Also, as an aside, I knew someone in Houston who was in city government, and it's amazing how some of these dynamics work. Basically, this change was blocked by the yellow cab lobby for the last two years, and only for the price of about $5,000 of campaign contributions per city council seat. Local politics are insane.




I don't think it's taxis being rare that's the problem. You could always call a taxi or a car service, and occasionally I'd see people do that from bars. Which seems to be the basic model here too, call a vehicle to a location and wait for it to arrive. And business travelers already take car/limo services to the airport when they're being reimbursed. But most people avoid taxis/cars because it's expensive, and because you've always got your own car anyway (and parking is easy/free). Maybe in a smallish area around Montrose or Rice Village it'd work, but I don't see people taking Uber/Lyft to most of the city, unless they really cut the prices (which doesn't seem to be their strategy). If you're going downtown and live in Clear Lake or Bellaire, you could today avoid driving and pay ~$100 in round-trip taxi/limo fare. But nobody does. Or, you could in the future pay ~$100 to Uber/Lyft for the same thing. Will this entice more people? My guess is not many.


Their prices are actually pretty low in Houston, lower than I expected. E.g. Bellaire to Downtown $12-$17; Clear Lake to Downtown, $28-$37 estimate. Not that bad. I could see myself (and other people) using it, even for crosstown trips.

Edit: The base fare is $1.90 and $0.19/min, $1.48/mi - minimum $5.70. Compare to NYC where it's $3 base fare, $0.40/min and $2.15/mi with an $8 minimum. That's quite a difference.


Suburban commuters of course won't use taxis or Uber. But Houston is experiencing an urban revitalization. Almost everybody I know either lives in the loop or wants to.

For folks in the loop, having easy transportation to/from bars, for instance, makes Uber pretty attractive.
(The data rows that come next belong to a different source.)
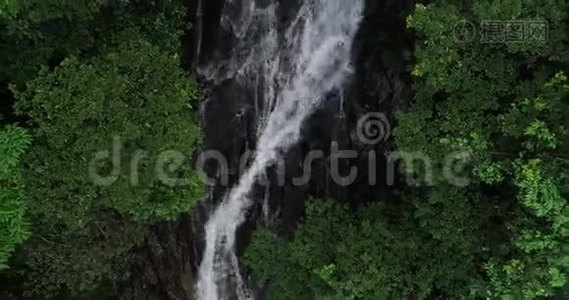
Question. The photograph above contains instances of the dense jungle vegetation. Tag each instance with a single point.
(75, 74)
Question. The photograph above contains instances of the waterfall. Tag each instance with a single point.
(291, 68)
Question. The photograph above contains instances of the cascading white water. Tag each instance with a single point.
(312, 59)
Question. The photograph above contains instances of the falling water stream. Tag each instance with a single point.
(292, 69)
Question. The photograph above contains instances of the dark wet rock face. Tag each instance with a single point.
(166, 266)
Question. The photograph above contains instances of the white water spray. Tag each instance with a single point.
(313, 59)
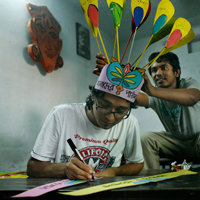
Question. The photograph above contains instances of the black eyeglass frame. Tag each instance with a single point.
(109, 111)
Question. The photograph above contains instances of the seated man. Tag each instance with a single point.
(177, 103)
(102, 129)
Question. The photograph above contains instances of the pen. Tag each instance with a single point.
(75, 150)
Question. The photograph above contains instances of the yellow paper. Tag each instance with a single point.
(165, 7)
(143, 4)
(181, 42)
(127, 183)
(183, 25)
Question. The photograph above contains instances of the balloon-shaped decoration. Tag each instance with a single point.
(133, 27)
(116, 8)
(163, 20)
(90, 10)
(180, 35)
(140, 12)
(85, 6)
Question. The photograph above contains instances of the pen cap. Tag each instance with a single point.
(71, 144)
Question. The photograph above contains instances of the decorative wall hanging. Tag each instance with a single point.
(82, 41)
(44, 31)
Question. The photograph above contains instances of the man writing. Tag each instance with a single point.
(102, 129)
(177, 103)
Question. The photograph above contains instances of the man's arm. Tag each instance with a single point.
(185, 97)
(74, 169)
(124, 170)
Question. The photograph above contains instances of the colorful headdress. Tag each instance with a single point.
(120, 81)
(127, 81)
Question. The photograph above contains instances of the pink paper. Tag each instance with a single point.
(48, 188)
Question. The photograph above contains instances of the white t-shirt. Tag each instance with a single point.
(99, 147)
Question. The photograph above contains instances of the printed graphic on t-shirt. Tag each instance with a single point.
(173, 113)
(98, 157)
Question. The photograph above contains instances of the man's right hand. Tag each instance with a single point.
(101, 61)
(78, 170)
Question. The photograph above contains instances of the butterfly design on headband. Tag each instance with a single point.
(124, 77)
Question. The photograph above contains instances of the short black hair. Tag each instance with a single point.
(99, 93)
(170, 58)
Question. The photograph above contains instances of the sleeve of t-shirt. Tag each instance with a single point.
(133, 148)
(190, 83)
(47, 140)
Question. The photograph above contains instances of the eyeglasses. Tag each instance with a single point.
(119, 115)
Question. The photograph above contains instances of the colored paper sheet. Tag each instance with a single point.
(17, 174)
(90, 10)
(164, 13)
(180, 30)
(116, 8)
(139, 10)
(128, 183)
(48, 188)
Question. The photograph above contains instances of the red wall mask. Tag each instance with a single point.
(44, 31)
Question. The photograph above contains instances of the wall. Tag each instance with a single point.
(27, 92)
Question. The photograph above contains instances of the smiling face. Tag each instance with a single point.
(109, 102)
(163, 75)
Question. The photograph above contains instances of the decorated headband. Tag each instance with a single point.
(120, 81)
(126, 82)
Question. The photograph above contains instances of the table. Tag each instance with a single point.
(183, 187)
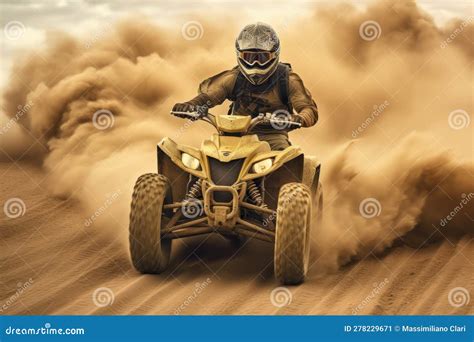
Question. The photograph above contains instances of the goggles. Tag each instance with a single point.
(257, 57)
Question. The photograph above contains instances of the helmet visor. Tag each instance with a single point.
(256, 57)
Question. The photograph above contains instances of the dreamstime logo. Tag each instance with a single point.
(280, 119)
(192, 30)
(14, 30)
(370, 207)
(14, 207)
(370, 30)
(103, 119)
(103, 296)
(459, 119)
(459, 296)
(192, 208)
(281, 297)
(22, 110)
(465, 199)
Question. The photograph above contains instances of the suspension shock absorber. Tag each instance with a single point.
(255, 194)
(194, 191)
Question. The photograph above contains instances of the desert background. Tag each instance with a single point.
(86, 91)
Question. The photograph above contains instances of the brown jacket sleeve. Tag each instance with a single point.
(302, 100)
(214, 90)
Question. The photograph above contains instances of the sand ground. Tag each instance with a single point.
(64, 262)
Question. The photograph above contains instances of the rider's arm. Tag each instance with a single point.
(214, 90)
(302, 100)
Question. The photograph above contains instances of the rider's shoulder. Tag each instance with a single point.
(225, 78)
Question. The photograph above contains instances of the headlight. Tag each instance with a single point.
(189, 161)
(262, 166)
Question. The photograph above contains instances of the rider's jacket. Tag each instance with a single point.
(266, 98)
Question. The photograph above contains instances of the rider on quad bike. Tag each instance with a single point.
(259, 84)
(246, 180)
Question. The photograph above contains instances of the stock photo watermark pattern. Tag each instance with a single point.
(192, 30)
(14, 208)
(370, 30)
(459, 119)
(199, 287)
(103, 119)
(281, 296)
(103, 296)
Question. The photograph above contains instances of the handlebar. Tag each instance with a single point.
(277, 121)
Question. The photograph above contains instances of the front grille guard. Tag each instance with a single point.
(209, 216)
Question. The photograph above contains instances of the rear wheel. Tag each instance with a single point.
(292, 235)
(150, 253)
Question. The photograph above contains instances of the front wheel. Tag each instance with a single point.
(292, 235)
(150, 253)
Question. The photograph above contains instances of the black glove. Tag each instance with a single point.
(298, 118)
(183, 107)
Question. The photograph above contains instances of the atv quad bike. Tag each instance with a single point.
(235, 185)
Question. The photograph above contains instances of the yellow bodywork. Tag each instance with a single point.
(226, 148)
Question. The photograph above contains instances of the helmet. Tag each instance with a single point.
(258, 50)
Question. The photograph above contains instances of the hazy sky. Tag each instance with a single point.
(81, 17)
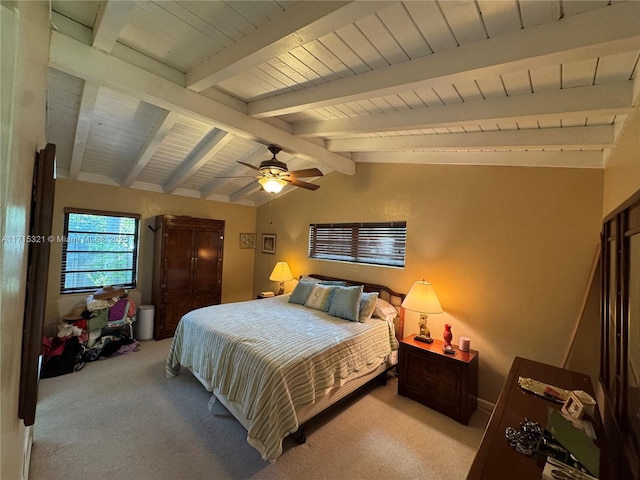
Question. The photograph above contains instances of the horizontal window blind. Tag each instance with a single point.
(98, 249)
(370, 243)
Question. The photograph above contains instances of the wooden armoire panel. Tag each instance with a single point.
(187, 271)
(177, 264)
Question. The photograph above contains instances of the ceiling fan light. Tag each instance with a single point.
(272, 185)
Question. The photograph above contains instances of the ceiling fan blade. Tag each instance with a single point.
(248, 165)
(301, 184)
(308, 172)
(239, 176)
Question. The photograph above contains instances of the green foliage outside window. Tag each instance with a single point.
(99, 249)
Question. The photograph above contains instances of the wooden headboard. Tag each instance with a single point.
(384, 292)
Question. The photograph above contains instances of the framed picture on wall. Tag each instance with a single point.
(247, 240)
(268, 243)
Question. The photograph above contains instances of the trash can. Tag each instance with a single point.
(144, 322)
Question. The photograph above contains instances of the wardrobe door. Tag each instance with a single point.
(207, 275)
(178, 261)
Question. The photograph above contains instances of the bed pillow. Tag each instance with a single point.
(367, 306)
(385, 310)
(320, 297)
(301, 292)
(307, 278)
(346, 302)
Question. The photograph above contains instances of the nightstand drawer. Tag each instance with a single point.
(447, 383)
(433, 393)
(435, 370)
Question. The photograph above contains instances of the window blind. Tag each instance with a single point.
(99, 248)
(369, 243)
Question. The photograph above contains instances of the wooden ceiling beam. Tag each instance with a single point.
(199, 156)
(607, 99)
(73, 57)
(598, 32)
(112, 16)
(83, 126)
(552, 158)
(295, 27)
(154, 140)
(600, 136)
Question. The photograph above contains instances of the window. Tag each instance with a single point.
(370, 243)
(99, 248)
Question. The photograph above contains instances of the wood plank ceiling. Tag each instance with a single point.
(167, 96)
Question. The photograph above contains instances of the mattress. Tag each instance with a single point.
(271, 358)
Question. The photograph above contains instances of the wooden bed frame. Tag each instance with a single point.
(385, 293)
(308, 412)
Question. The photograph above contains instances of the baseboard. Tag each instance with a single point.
(486, 406)
(26, 451)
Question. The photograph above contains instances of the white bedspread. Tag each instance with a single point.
(271, 357)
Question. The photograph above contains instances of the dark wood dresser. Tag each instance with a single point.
(444, 382)
(496, 459)
(187, 269)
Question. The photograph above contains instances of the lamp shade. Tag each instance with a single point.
(422, 298)
(272, 185)
(281, 273)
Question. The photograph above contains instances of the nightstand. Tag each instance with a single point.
(447, 383)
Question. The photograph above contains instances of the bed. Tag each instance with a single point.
(275, 363)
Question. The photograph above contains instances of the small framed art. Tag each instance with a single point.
(268, 243)
(247, 240)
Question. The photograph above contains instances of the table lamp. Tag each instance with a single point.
(281, 273)
(422, 298)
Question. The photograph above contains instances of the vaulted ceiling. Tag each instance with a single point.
(168, 96)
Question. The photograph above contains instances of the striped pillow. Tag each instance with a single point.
(346, 303)
(301, 292)
(320, 297)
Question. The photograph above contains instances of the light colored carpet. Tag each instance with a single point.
(122, 418)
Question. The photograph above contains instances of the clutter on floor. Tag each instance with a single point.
(98, 328)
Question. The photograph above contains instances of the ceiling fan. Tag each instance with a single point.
(275, 174)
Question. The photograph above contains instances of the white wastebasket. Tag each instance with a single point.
(144, 322)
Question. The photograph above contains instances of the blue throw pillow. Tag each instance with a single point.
(367, 306)
(301, 292)
(346, 303)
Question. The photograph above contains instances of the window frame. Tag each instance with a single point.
(346, 240)
(64, 271)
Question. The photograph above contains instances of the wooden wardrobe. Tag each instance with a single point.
(187, 269)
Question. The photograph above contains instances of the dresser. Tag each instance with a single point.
(496, 459)
(187, 271)
(447, 383)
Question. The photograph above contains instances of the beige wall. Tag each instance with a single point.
(23, 81)
(509, 250)
(622, 172)
(237, 275)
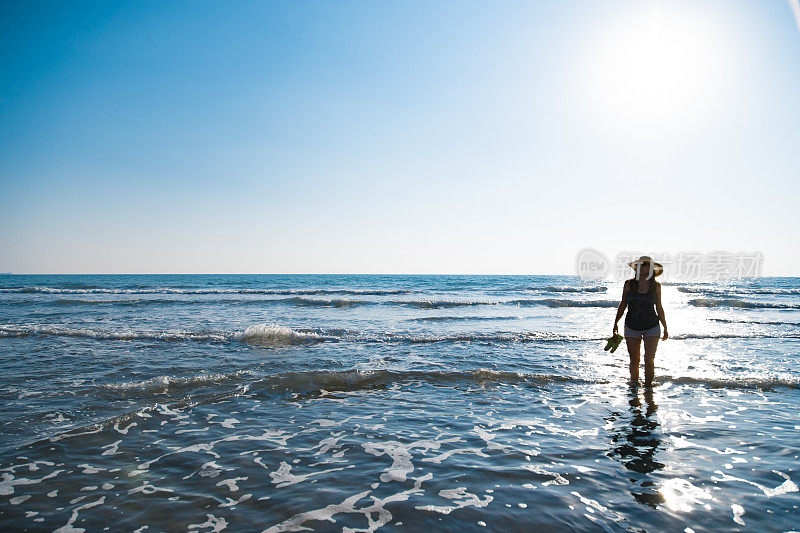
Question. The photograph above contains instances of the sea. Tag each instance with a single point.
(394, 403)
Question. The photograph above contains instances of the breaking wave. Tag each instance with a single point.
(555, 302)
(170, 290)
(743, 304)
(736, 290)
(569, 289)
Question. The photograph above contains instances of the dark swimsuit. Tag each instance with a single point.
(641, 307)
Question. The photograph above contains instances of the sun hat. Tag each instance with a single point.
(657, 268)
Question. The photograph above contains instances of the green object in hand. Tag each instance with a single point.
(613, 343)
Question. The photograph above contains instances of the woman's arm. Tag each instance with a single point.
(622, 305)
(660, 311)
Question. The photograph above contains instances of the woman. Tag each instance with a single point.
(642, 297)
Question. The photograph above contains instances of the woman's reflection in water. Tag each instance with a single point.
(636, 442)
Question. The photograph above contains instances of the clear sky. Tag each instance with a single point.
(395, 137)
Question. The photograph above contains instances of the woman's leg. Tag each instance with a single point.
(650, 347)
(633, 351)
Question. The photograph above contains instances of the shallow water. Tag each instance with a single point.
(395, 402)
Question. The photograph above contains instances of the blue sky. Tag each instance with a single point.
(383, 137)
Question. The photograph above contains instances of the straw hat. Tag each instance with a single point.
(657, 268)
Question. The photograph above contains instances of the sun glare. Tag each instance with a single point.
(658, 65)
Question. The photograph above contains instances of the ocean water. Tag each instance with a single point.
(392, 403)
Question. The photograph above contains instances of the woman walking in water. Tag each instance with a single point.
(642, 297)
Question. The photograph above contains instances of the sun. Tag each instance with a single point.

Interesting; I haven't seen an in-town movement in my social circles. If anything the opposite: big movement outwards, to areas that used to be considered way out but are now becoming part of the city in a huge exurban development boom. People who used to live inside Beltway 8 are moving to areas that I used to think of as farmland but are now apparently big growth areas, along the I-10 corridor towards Katy in the west, and along the I-45 corridor towards League City in the southeast. The "energy corridor" around the Westlake area in particular seems to be an center of activity pulling growth out along I-10 westwards.


It's happening both ways. The finance and finance-related things are all downtown and the inner-loop is gentrifying. So is the East End (in a BIG way).

BUT because the oil companies are moving their operations west (BP and others) and north (Exxon) people are also migrating those directions.

You would think this would mean that real-estate prices in the donut between the loop and the beltway would be pushed downward but it's not happening. The population seems to be growing faster than the "city" expands so prices are going up everywhere.


A number of the oil companies have left downtown in the last few years and moved to the Westlake energy corridor along 10. As a result, their employees have moved out to Katy, Sugarland, etc.

Shell and BP have both built huge new campuses in West Houston. BP even claims to have built the world's largest commercial research supercomputer in their Westlake campus.